Members were paying up to $800 a month for premiums, and had few health care options besides the Contra Costa County Health Plan (CCHP). When Teamsters 856 began representing County employees, the union offered its own Health & Welfare Trust Fund. The Local bargained directly with Kaiser for better rates, and members are saving on average, between $200 and $600 a month. Members who were enrolled in a County provided health plan as of June 1, 2016, received a one-time, $1,000 pay out to help with the rising cost of premiums. The difference has made a significant impact on members and their families.



“For one thing, we save more,” said Cris Carispo, a physical therapist at the Contra Costa Regional Medical Center. “CCHP was good, but the waiting periods could be about three months. Now, with Kaiser, we can just call for an appointment.”

“I was with Kaiser before and paying like $400 just for myself,” said Occupational Therapist Matt Pajawee. “The savings means a lot in terms of being able to pay my student loans.”

“I’m saving around $300,” said Angelica Matamoros, a Community Health Worker for Contra Costa Health Services. “I have more money to give my son in college, and my youngest son for the sports he plays. I have more access to health care with Kaiser, and I can save money every month.”

Another big victory: a 10 percent salary increase over three years.

“Right off the bat, during negotiations, we were able to incorporate a 10 percent raise,” said Lisa Day-Silva. “We hadn’t had one in years.” Lisa said the pay increase has helped her deal with the rising cost of living in the area.

“It’s been a big, big change,” said Cris Carispo. “We’re getting a 10 percent raise in the next three years…I can buy a new car!”

Temporary agency employees in the County had been targets of much of the misuse and abuse that has happened. For years, Contra Costa County used temporary agency employees to fill positions that should have been permanent. By doing so, these employees worked without access to benefits or worker protections. Some temporary employees were held in that status for as many as eight years.

Instead of rolling over and approving the County’s plan to further increase its nearly $5 million contract with a temp agency in Hanford, California, Teamsters 856 challenged the validity of the practice. The union forced the County to meet and confer on all temporary agency contracts as they come up for renewal, and to-date, over 100 temporary positions have been converted into permanent bid positions. Additionally, through the meet and confer process, a new practice was established that offers LVN, CMA and Lab Technician job assignments to employees by seniority.

In the past year, strides have also been made to protect part-time employees.

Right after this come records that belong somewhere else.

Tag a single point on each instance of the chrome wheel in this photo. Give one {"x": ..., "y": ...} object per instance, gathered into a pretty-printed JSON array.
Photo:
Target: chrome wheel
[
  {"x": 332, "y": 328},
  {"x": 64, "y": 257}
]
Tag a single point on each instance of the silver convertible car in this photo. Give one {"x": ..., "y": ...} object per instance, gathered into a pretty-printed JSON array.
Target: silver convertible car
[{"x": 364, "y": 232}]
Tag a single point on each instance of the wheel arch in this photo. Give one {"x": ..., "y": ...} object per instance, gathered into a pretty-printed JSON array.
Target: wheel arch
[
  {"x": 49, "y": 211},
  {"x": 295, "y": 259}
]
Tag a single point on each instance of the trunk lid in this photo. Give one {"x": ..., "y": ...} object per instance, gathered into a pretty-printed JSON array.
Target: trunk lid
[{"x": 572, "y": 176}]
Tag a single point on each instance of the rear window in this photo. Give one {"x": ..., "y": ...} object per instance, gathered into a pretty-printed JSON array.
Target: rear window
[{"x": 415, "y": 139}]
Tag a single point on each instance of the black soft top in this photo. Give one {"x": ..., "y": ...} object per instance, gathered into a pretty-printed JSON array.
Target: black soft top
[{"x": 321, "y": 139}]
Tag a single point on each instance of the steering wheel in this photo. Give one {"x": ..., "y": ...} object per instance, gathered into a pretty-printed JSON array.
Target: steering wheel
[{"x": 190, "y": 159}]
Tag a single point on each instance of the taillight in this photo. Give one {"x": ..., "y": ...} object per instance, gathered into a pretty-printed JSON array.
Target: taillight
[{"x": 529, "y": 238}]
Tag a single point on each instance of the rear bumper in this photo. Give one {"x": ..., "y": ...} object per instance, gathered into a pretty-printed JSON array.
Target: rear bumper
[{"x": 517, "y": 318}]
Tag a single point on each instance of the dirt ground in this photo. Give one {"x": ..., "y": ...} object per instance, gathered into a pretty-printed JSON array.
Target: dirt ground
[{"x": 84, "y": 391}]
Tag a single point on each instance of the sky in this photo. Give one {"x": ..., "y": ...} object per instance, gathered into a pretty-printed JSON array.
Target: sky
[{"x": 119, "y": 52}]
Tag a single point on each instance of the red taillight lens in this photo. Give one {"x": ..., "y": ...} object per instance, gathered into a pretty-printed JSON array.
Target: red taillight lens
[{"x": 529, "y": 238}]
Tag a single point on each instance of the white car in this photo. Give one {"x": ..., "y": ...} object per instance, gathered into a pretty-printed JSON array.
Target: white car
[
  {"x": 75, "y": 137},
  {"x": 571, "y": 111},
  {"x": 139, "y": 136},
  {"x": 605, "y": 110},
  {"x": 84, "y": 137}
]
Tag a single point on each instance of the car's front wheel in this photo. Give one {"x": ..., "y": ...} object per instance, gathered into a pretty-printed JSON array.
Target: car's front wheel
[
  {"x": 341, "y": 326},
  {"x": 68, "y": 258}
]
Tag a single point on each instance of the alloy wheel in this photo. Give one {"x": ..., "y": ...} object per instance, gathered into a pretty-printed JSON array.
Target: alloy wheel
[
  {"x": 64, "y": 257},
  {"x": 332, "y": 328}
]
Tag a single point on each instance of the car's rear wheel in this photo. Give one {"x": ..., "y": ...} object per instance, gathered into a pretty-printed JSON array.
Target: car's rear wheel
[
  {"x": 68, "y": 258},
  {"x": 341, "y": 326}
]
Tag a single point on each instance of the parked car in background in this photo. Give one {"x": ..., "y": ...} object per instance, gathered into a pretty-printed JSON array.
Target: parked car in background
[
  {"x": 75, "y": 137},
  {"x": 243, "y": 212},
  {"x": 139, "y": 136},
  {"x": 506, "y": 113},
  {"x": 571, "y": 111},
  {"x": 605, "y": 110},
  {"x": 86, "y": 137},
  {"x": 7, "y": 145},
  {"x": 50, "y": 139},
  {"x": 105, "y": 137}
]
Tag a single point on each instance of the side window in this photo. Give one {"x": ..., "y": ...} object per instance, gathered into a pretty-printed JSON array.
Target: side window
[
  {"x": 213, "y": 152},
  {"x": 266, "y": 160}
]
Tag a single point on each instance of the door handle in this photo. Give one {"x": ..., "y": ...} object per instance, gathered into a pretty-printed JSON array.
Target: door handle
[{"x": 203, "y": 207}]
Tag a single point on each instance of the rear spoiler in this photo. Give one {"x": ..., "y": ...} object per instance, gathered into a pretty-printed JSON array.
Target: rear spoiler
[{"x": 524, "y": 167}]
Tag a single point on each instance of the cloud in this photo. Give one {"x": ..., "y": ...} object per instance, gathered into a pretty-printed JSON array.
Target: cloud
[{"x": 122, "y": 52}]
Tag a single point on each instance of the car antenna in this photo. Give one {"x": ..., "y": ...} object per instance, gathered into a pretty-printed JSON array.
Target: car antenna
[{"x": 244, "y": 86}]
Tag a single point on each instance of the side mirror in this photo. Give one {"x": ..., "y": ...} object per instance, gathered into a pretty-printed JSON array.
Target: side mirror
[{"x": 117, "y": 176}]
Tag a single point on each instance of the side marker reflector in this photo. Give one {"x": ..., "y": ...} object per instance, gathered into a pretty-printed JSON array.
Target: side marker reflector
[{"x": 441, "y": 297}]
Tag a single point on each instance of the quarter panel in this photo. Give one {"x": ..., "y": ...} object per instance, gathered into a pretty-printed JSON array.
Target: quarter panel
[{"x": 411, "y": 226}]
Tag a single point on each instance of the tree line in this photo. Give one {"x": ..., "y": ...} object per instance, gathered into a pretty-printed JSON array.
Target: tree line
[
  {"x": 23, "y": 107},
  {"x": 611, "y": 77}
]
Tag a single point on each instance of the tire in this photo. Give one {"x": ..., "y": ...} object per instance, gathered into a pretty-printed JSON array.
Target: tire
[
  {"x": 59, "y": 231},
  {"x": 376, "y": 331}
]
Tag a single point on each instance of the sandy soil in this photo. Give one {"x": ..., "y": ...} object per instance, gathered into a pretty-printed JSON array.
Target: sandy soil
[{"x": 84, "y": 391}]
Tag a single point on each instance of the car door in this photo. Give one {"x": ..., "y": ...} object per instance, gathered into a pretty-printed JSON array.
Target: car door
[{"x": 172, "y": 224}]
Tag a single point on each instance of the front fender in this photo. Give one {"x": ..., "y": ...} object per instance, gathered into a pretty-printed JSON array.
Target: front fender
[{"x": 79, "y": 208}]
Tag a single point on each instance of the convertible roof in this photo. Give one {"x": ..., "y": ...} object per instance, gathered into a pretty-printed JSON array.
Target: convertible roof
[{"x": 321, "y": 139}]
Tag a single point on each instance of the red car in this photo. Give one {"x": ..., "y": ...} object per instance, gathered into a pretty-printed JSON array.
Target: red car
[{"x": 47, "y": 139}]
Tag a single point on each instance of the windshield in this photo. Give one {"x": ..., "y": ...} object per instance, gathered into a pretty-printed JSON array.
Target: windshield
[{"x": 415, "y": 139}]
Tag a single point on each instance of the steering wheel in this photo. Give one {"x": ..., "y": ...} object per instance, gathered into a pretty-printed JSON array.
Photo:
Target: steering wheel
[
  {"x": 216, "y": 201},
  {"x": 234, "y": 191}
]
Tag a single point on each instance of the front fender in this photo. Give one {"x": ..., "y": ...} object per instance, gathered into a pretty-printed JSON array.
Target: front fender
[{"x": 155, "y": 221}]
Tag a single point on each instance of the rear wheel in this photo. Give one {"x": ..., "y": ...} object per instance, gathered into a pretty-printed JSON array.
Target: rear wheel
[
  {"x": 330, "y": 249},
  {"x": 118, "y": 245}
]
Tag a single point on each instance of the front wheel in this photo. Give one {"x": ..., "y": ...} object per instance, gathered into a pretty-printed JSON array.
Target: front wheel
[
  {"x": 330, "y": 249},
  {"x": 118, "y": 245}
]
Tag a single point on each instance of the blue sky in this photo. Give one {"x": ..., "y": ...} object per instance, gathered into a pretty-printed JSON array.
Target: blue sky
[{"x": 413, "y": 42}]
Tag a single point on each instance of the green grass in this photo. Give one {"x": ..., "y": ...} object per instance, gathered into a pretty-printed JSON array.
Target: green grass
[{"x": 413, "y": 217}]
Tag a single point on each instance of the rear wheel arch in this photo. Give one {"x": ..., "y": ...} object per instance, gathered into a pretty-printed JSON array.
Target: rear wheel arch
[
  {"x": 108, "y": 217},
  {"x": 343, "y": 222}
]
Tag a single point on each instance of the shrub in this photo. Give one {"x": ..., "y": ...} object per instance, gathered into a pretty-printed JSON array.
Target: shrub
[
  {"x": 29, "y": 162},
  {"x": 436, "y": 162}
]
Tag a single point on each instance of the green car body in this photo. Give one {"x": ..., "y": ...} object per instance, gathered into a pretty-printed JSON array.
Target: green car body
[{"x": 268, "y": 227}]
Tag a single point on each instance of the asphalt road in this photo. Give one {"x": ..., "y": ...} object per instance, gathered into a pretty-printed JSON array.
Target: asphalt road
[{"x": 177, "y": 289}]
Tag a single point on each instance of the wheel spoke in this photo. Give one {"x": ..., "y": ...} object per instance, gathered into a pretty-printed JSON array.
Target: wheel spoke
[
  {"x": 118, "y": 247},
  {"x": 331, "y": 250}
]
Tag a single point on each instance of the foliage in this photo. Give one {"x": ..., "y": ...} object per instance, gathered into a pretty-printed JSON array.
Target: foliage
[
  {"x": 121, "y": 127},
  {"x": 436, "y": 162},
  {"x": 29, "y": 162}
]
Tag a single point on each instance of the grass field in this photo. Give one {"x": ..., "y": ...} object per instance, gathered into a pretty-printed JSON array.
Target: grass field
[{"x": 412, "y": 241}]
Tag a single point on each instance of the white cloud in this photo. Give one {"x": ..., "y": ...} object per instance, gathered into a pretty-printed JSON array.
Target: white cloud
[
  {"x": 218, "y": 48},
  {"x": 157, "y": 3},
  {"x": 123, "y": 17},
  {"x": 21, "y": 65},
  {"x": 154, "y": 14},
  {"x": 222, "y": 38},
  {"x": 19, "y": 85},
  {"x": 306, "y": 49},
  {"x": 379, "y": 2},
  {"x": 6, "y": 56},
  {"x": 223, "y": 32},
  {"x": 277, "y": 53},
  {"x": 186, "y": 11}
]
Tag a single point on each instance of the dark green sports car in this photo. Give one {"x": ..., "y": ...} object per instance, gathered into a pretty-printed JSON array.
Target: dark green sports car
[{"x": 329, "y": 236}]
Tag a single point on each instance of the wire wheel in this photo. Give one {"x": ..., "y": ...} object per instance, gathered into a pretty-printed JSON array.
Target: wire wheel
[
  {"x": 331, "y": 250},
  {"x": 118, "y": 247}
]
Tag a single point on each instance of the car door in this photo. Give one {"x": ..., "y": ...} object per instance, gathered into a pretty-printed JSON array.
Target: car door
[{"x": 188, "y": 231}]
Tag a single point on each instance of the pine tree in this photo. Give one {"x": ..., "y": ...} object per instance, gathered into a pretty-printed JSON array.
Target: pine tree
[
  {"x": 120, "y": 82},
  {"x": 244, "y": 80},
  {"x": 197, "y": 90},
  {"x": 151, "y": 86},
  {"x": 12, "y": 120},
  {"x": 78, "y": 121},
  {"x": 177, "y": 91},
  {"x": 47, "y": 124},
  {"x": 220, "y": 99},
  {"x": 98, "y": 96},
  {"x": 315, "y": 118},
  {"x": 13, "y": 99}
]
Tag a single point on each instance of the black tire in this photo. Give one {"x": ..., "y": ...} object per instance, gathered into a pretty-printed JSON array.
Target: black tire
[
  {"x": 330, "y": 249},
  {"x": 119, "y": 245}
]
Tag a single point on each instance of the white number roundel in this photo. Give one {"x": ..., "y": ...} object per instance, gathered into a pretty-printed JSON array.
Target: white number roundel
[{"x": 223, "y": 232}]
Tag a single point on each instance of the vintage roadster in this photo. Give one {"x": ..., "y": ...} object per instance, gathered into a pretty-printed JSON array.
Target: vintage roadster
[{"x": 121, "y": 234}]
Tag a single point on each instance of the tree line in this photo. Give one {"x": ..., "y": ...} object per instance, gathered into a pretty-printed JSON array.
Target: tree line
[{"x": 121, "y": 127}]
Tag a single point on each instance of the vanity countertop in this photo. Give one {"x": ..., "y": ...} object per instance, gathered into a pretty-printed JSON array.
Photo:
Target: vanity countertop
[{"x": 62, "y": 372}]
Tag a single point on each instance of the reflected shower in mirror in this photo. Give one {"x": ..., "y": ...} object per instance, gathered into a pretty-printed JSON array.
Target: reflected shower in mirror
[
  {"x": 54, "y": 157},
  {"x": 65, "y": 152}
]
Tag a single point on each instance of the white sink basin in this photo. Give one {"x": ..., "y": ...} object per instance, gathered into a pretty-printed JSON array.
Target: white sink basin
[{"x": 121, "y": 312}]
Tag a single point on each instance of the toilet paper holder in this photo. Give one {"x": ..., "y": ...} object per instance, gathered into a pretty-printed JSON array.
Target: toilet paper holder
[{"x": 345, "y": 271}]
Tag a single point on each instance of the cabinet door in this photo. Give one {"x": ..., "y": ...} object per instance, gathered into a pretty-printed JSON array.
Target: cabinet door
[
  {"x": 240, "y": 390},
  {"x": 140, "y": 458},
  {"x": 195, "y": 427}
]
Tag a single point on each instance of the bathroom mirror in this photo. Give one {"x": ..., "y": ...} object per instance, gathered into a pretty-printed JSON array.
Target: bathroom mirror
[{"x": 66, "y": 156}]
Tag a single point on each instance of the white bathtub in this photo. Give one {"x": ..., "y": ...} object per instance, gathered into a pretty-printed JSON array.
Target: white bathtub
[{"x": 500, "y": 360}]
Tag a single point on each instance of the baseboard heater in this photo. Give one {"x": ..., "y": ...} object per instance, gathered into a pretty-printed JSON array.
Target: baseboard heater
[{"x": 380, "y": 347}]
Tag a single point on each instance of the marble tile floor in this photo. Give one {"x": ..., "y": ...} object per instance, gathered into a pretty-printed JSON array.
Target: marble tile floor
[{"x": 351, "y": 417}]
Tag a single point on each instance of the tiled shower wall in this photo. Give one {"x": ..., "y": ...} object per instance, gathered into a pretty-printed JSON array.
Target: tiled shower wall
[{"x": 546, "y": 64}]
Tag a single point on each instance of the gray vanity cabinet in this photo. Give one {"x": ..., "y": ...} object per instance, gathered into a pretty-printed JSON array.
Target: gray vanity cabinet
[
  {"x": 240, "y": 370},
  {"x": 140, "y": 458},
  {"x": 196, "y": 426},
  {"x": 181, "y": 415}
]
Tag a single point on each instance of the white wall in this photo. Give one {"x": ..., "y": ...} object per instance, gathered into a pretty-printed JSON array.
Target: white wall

Previously, the County pro-rated the amount of the reimbursement part-time employees received for required continuing education coursework based on the number of hours they worked. This however, was not supported by the contract. The unfair practice was overturned through the grievance process. Now, part-time employees receive a 100 percent reimbursement for their training.

Teamsters 856 members in Contra Costa County are proud of what they’ve accomplished together, but for many it goes beyond what’s been done, it’s about knowing what else can be achieved in the future.

“We have that feeling that there is hope,” said Corinne Concannon, an Institutional Services Worker – Specialist at the Regional Medical Center. “We’re strong enough to stand up, and that means we have a chance to argue a point if something’s going wrong, and that’s important.”

There’s more strength in Contra Costa County than there was a year ago. Teamsters 856 members will continue to build upon that strength as a powerful collective unit.

“We will not rest on our laurels and become complacent now,” said Teamsters 856 Secretary-Treasurer Peter Finn. “We recognize there is more work to be done. We should all be proud of what we’ve accomplished together in Contra Costa County and use these victories to fuel our fire to fight for more.”